Il rifugio, il primo della Val Masino, è stato costruito nel 1881 da un privato (il conte Francesco Lurani Cernuschi), donato due anni dopo al CAI di Milano e poi ampliato più volte e dedicato al banchiere e alpinista Cesare Ponti. L’itinerario che lo raggiunge è molto frequentato a causa dell’ambiente spettacolare e della relativa brevità, ma si svolge su un sentiero spesso scomodo a causa delle pietre. I tornanti a metà percorso, su terreno molto ripido, richiedono attenzione. La strada a pedaggio per Preda Rossa è comoda ma richiede cautela.

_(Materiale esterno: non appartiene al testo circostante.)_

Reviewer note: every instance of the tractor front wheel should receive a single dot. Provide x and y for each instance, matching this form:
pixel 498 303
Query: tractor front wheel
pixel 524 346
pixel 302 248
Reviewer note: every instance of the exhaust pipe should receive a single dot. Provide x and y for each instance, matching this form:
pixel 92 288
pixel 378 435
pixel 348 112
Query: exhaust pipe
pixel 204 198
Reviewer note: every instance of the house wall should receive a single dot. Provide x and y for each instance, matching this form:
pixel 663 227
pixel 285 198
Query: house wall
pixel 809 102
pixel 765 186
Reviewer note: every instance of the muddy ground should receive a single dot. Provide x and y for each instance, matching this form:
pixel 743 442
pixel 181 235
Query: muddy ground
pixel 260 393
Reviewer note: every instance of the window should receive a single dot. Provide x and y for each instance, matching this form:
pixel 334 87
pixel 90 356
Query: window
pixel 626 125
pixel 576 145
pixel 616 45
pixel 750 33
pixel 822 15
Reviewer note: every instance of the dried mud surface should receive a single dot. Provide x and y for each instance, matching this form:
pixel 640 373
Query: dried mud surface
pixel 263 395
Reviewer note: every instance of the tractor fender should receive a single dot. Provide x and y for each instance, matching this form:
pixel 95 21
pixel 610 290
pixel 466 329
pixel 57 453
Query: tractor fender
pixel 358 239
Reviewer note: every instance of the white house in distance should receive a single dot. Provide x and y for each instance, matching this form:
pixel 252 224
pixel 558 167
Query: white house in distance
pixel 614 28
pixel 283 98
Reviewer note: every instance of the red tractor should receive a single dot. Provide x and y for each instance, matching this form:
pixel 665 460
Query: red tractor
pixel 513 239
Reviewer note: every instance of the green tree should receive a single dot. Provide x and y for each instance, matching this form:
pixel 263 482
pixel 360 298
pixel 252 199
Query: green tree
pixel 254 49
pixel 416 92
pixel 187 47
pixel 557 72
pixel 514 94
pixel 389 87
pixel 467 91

Il ghiacciaio di Preda Rossa, come molti altri delle Alpi Retiche, si è drammaticamente ritirato negli ultimi decenni. In piena estate il Disgrazia merita ormai il suo nome tradizionale che deriva da “Desglacià”, cioè senza ghiaccio. Ma l’ambiente resta di grande fascino.     

  • Dislivello: 780 m
  • Tempo: 4 ore a/r
  • Difficoltà: E
  • Quando andare: da fine giugno a fine settembre

La strada della valle di Preda Rossa si stacca dalla provinciale della Val Masino a Filorera. Il pedaggio (12 euro nel 2024) può essere pagato negli esercizi commerciali del paese, o a una colonnina che accetta solo moneta.

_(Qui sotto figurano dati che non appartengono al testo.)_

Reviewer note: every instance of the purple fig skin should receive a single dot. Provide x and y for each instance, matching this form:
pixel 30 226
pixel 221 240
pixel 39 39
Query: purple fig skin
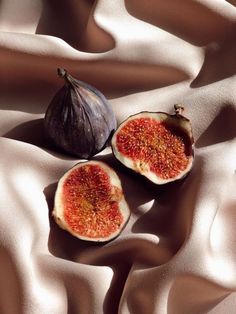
pixel 79 119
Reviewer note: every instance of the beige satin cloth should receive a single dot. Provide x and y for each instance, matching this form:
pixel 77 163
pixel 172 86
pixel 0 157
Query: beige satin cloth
pixel 177 255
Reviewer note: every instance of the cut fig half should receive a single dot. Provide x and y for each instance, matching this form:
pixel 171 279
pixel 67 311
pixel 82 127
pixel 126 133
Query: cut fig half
pixel 156 145
pixel 89 202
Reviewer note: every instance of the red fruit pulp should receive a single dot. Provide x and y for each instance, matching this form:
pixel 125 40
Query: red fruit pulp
pixel 91 202
pixel 164 148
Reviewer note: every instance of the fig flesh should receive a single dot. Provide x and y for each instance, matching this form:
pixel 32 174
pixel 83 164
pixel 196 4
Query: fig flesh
pixel 157 145
pixel 89 202
pixel 79 120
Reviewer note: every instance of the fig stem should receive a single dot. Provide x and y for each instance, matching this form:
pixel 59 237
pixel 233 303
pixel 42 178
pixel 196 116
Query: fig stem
pixel 178 109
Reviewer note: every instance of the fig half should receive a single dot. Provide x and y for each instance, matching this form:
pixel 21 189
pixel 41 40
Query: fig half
pixel 157 145
pixel 89 202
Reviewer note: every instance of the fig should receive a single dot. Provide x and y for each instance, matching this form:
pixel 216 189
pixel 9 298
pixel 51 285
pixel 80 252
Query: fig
pixel 79 119
pixel 89 202
pixel 157 145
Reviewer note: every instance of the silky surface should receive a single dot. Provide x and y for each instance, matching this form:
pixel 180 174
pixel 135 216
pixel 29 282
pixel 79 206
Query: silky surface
pixel 177 254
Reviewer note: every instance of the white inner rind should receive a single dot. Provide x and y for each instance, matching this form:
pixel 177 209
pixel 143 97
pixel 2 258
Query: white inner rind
pixel 58 211
pixel 144 168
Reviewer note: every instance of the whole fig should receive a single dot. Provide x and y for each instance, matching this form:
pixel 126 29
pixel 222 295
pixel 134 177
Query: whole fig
pixel 79 119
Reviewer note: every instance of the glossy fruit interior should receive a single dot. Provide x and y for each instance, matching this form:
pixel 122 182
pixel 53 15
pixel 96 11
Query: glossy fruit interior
pixel 161 146
pixel 91 202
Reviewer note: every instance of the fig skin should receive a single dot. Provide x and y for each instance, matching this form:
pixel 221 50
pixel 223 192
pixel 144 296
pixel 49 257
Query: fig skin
pixel 79 120
pixel 179 124
pixel 117 196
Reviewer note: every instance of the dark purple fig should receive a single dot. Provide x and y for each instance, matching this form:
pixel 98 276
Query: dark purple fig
pixel 157 145
pixel 79 119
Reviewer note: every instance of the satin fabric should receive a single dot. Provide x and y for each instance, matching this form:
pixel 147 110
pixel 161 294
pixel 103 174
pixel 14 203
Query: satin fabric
pixel 177 255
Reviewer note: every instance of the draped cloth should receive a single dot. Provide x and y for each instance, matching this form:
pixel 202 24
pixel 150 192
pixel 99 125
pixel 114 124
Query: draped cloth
pixel 177 254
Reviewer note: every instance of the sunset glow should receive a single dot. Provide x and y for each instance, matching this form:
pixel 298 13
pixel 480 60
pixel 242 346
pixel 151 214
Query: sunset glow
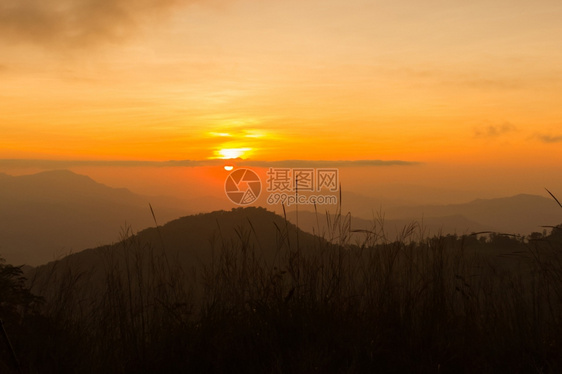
pixel 454 87
pixel 230 153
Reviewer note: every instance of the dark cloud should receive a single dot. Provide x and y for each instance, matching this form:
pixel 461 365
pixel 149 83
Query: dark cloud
pixel 492 131
pixel 326 163
pixel 62 164
pixel 546 138
pixel 71 23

Il tracciato si alza a tornanti, passa sulla sinistra orografica e si alza ancora fino a un tunnel a senso unico (attenzione!) che dà accesso alla conca di  Sasso Bisolo. Si superano il rifugio Scotti (1462 m) e delle baite, poi una nuova serie di tornanti porta a un posteggio (1791 m, 12 km da Filorera) in vista del Disgrazia e dei Corni Bruciati.

A piedi si segue un tratturo sassoso che tocca dei grandi massi, lascia a destra due ponticelli, raggiunge il Piano di Preda Rossa e lo attraversa con delle passerelle di legno. Alla fine del pianoro si inizia a salire nel bosco, accanto al torrente, con tratti scomodi a causa delle pietre, fino a sbucare su un bel terrazzo erboso (2113 m, 1 ora) dove si lascia a destra un terzo ponticello.

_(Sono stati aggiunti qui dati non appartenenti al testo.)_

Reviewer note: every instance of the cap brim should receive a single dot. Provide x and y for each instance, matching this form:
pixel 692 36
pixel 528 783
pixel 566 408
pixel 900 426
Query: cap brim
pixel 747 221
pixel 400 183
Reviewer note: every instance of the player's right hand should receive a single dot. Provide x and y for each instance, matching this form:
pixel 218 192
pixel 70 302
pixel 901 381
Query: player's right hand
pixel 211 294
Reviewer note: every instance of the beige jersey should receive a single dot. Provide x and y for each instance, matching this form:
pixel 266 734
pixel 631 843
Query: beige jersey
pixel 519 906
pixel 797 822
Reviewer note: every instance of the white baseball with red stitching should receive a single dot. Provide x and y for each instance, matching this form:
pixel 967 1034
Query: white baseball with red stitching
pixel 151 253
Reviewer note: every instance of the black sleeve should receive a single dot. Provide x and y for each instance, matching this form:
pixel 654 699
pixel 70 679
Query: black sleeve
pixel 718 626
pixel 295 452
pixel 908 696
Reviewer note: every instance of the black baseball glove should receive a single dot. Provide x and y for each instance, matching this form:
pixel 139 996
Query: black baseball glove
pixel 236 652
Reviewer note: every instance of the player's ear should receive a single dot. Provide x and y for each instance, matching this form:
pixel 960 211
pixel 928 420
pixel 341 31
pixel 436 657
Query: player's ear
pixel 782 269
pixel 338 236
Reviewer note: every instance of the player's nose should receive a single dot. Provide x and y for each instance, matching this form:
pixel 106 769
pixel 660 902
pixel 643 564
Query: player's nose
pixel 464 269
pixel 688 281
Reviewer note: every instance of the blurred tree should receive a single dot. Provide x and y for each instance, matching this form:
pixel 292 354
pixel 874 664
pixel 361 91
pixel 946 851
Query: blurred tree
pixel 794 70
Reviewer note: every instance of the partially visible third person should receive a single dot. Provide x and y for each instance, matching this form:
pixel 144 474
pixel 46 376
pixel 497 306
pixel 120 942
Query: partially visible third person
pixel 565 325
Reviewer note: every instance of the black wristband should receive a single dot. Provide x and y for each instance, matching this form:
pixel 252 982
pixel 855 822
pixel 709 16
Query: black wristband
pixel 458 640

Ora il sentiero entra in un severo canalone, lo risale costeggiando delle placche di granito, poi si alza sulla destra con dei tornanti su terreno molto ripido. Più in alto la pendenza diminuisce, e si continua con percorso via via più comodo fino a un prato e a un grande ometto di pietre (2391 m, 0.45 ore) da cui appare il rifugio.

Si sale con dei comodi tornanti, poi si obliqua lungamente tra prati e pietraie. Si aggira un canalone con una breve salita ripida, si traversa il solco e si sale per lastroni al rifugio Ponti (2559 m, 0.30 ore). La discesa per lo stesso itinerario richiede 1.45 ore.